Voyager's trip to Neptune, the full eclipse of the moon, the Perseid meteor shower -- August has been a celestial month. And refreshing. It's good for the spirit to be occasionally overawed by the universe. So often we feel limited, and pictures from Neptune remind us that each of us is at the center of more than just a bedeviled and foreshortened psychological universe. A good searing meteor across the sky can sometimes ease our lives more thoroughly than the most ardent discussion with a therapist.

The Voyager journey has called attention to a very basic fact about our natures, a fact we never think about, or if we do, prompted by a Carl Sagan Parade magazine article, we don't give much weight to. A fundamental tenet of quantum physics is that nothing exists until it's observed, which means that the observer, in a real and not a metaphorical sense, creates what exists. As we interpret the data Voyager sends back to us we are continually creating a hybrid creature called the "human-being-slash-universe," a creature that brings into being both itself and the world it lives in as it observes itself learning about itself and the world it lives in. (Got that?)

An easier way to say it is this: humans are important to the universe because without us, the universe would not exist as it does. This is not hubris; it's quantum mechanics. This isn't to say that how we notice the universe couldn't be improved. But humans are not aberrations, they are not a pestilence, even if they act like that sometimes. There is a "natural wisdom" in the universe that tells us that we are needed if the universe is ever to become fully whatever it's going to become.

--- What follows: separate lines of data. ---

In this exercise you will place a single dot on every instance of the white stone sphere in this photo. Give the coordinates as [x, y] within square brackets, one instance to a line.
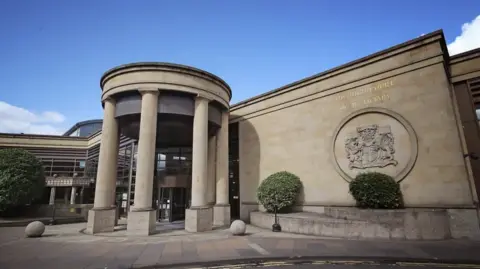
[35, 229]
[238, 227]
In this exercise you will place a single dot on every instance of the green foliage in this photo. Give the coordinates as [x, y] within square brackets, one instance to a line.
[22, 178]
[376, 190]
[280, 189]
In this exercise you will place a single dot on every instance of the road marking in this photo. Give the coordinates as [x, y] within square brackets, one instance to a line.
[259, 249]
[446, 265]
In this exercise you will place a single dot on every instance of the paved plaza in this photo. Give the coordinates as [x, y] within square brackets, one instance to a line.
[65, 246]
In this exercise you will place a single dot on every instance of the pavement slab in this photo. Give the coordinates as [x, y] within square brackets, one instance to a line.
[65, 246]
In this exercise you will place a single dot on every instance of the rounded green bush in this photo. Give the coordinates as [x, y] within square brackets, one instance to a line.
[376, 190]
[280, 189]
[22, 178]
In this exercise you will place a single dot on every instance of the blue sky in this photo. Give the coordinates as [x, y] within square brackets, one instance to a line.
[53, 53]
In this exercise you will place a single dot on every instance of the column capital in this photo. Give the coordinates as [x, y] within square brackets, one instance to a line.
[203, 97]
[148, 90]
[110, 100]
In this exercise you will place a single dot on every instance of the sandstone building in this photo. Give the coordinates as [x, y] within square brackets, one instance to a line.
[173, 147]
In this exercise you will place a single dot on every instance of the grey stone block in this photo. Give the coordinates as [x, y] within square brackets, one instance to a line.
[199, 219]
[35, 229]
[141, 222]
[221, 215]
[464, 223]
[238, 227]
[100, 221]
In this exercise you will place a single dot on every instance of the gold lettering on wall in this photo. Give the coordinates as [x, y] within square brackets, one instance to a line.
[366, 102]
[366, 90]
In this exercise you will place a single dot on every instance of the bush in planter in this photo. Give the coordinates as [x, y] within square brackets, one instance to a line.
[376, 190]
[280, 189]
[22, 178]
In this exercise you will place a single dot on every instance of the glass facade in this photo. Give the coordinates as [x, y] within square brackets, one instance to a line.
[87, 129]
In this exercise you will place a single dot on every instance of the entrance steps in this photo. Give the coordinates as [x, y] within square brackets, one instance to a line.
[354, 223]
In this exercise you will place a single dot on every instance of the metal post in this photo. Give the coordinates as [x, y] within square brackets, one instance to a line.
[53, 221]
[276, 226]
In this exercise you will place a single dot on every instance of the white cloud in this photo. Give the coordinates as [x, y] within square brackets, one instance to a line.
[469, 38]
[15, 119]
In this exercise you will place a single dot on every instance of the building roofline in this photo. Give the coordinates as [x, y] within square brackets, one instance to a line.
[354, 62]
[41, 136]
[464, 54]
[163, 64]
[79, 124]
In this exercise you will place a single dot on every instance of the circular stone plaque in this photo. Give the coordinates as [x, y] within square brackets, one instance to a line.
[374, 140]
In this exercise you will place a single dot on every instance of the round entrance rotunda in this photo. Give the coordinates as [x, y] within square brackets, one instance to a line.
[164, 105]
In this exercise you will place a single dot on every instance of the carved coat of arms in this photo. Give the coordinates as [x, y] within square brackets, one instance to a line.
[370, 146]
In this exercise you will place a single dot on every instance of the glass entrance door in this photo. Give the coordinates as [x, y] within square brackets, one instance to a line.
[179, 203]
[172, 203]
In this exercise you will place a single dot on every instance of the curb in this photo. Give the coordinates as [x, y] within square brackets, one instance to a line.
[318, 260]
[46, 221]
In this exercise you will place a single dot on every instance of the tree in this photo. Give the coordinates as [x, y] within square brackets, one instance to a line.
[22, 178]
[279, 190]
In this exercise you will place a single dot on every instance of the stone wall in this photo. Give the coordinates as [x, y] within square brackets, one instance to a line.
[353, 223]
[322, 130]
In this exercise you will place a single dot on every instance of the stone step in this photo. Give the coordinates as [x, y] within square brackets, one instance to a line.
[411, 227]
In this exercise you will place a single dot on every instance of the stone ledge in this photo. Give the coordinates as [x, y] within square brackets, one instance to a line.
[411, 224]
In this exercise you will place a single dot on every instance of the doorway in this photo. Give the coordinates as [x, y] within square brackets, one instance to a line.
[172, 203]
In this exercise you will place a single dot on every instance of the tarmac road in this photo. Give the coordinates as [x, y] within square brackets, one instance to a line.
[339, 265]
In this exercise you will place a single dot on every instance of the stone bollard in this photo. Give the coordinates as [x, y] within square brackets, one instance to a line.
[35, 229]
[238, 227]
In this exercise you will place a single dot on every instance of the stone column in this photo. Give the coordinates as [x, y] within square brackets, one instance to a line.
[102, 216]
[73, 195]
[141, 218]
[221, 215]
[52, 195]
[82, 194]
[65, 195]
[199, 216]
[212, 151]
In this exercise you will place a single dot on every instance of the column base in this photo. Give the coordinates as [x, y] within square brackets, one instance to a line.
[141, 222]
[199, 219]
[101, 221]
[221, 215]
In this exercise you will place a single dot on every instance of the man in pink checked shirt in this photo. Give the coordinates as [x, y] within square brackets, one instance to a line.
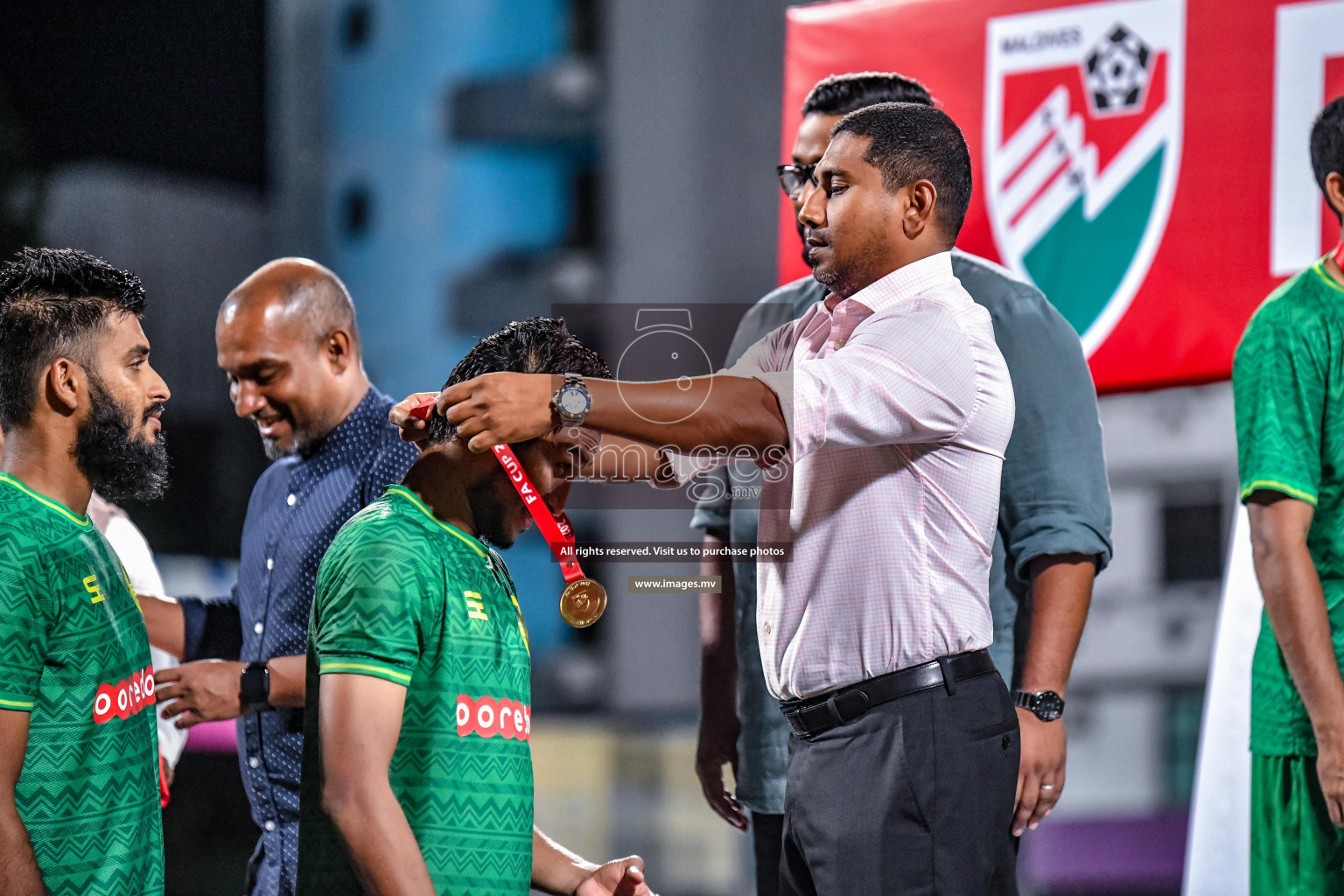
[892, 407]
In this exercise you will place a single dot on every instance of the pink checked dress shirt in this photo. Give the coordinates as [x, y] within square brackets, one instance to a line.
[900, 409]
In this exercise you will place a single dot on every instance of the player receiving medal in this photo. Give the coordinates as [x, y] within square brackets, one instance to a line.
[416, 773]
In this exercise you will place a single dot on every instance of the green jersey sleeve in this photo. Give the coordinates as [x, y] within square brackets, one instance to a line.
[27, 615]
[1280, 387]
[368, 607]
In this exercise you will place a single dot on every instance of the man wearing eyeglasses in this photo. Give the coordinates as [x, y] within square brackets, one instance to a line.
[1054, 529]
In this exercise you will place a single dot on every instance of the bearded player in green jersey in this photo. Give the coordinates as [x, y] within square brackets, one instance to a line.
[416, 773]
[80, 409]
[1288, 381]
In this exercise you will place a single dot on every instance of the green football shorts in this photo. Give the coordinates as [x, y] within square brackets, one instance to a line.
[1296, 850]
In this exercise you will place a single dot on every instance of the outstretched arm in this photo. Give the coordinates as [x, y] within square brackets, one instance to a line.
[18, 864]
[715, 411]
[359, 720]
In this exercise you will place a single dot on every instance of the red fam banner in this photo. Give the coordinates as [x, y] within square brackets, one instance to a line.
[1144, 163]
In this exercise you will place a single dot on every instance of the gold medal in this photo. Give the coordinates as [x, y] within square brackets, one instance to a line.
[582, 602]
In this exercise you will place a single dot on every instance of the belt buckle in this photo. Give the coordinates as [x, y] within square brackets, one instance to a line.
[796, 725]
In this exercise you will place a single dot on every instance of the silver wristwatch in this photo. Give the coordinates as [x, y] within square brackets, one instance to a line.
[571, 401]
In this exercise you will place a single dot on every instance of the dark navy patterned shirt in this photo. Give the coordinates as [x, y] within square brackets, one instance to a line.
[296, 508]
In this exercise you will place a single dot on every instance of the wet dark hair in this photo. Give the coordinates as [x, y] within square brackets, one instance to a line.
[1328, 145]
[842, 94]
[536, 346]
[52, 303]
[912, 141]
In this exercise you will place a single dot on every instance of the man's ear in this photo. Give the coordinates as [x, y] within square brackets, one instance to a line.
[922, 196]
[340, 349]
[1335, 191]
[65, 383]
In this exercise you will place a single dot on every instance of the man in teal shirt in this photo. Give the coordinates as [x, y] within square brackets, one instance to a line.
[1054, 527]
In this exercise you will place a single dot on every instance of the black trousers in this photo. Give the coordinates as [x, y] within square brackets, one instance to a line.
[914, 797]
[767, 844]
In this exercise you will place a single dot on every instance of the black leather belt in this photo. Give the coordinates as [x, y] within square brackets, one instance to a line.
[817, 715]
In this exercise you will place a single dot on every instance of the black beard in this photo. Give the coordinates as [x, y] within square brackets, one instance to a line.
[807, 250]
[117, 465]
[488, 514]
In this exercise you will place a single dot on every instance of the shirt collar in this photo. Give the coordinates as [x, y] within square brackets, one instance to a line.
[906, 283]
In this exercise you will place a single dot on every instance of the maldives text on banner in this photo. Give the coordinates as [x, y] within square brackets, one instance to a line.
[1143, 161]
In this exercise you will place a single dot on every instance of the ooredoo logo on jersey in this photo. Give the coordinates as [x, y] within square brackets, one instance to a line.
[486, 718]
[124, 699]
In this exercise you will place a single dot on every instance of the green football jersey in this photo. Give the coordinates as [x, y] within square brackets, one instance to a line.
[74, 654]
[405, 597]
[1288, 381]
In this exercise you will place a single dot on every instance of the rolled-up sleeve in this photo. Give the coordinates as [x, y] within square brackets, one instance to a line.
[1055, 496]
[902, 379]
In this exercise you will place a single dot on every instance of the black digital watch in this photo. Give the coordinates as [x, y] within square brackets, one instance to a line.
[1047, 704]
[255, 688]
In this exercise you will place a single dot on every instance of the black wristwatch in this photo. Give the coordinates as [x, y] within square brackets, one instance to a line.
[256, 685]
[1047, 704]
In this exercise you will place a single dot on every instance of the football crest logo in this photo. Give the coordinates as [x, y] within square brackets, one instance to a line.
[1083, 109]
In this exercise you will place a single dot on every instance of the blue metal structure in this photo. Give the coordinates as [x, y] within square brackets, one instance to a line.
[409, 210]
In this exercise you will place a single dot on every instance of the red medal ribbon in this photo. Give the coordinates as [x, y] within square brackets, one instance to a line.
[556, 529]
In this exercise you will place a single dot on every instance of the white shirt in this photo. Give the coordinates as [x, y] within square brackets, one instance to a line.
[143, 572]
[900, 409]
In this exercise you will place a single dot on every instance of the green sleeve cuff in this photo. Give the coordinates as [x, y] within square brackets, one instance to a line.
[363, 668]
[1274, 485]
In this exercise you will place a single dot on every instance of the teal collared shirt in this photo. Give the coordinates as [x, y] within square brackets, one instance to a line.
[1054, 496]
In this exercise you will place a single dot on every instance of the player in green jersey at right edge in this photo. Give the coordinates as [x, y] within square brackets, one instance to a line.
[1288, 381]
[416, 774]
[78, 752]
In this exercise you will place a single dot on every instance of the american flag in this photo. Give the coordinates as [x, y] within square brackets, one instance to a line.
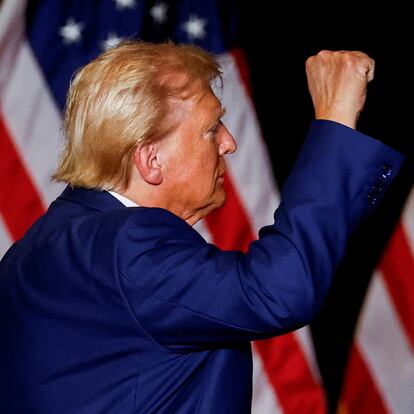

George Bush wants to go to the moon and to Mars because it will do our characters some good: we'll find new resources to exploit and in the process we'll redeem our spirits (at least until we screw up our new environments) -- a practical approach laced with a little "wow." But there's a better "wow" for our money. We should go to the moon and Mars because that's where we are, literally. Not just because we are made of the same stuff as the stars, but because both of us, planets and people, need each other if we're ever both going to become what we're going to become.

In The Martian Chronicles by Ray Bradbury, a colonist takes his daughter to one of the canals to show her a Martian. As she looks into the water she sees herself -- she has become the planet. In the same way, the pictures Voyager sends back are really family pictures; we can see ourselves becoming ourselves as we look at them. The more we look, the more we look like the universe, and the more the universe will look like us.